MRG, migren hastalarının beyinlerinde daha evvel görülmemiş boşlukları ortaya koydu

by Aybike Güzel
0 comment
Yaygın olmalarına ve önemli biçimde zayıflatıcı tesirleri olabilmelerine karşın, migren hastalığının kesin nedeni hâlâ bir sır. Yapılan yeni bir çalışma, beyindeki yapılar hakkında yeni bir bakış açısı kazanmak için en son görüntüleme teknolojisinden yararlanarak bahse kıymetli yeni bir ışık tuttu ve bu durumdan muzdarip insanlarda kan damarlarının etrafındaki genişlemiş alanları ortaya çıkardı.

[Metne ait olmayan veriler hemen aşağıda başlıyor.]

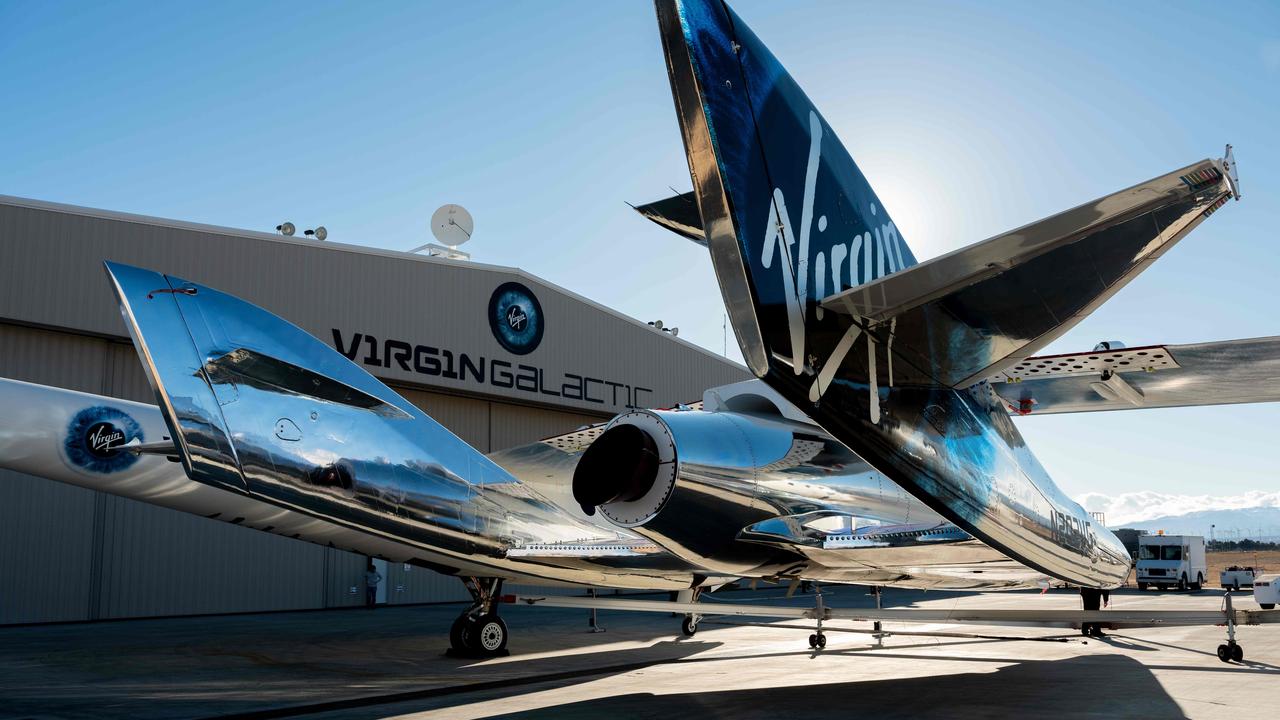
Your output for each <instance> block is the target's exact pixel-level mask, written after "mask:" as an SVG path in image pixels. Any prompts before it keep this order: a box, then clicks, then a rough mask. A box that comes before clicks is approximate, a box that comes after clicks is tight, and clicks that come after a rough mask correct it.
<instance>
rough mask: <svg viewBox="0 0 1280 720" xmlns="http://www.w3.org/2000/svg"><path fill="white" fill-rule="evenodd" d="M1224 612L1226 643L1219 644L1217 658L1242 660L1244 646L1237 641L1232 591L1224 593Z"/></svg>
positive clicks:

Araştırma, beyindeki sıvıları temizlemeye yardımcı olan kan damarlarının etrafındaki boşluklar olan perivasküler boşluklar olarak bilinen şeylere odaklanmakta. Daha öncelerde bu boşlukların genişlemesi,  küçük damar hastalığıyla ilişkilendirilmişti.

7T MRI ile migren hastası ve sağlıklı insanın beynindeki farklılıklara bakıldı

Araştırmacılar, genişlemiş perivasküler boşluklar ve migren ortasındaki bağlantıyı keşfetmeye çalıştı. Bunu yapmak için takım, beşi sağlıklı insan ve 10 tanesi karıncalanma ve görme bozukluğu olmayan yani aurasız epizodik migreni olan insanları seçti. Daha sonra beyinlerindeki küçük farklılıkları karşılaştırmak için 7T MRI ismi verilen gelişmiş bir görüntüleme teknolojisi kullanıldı.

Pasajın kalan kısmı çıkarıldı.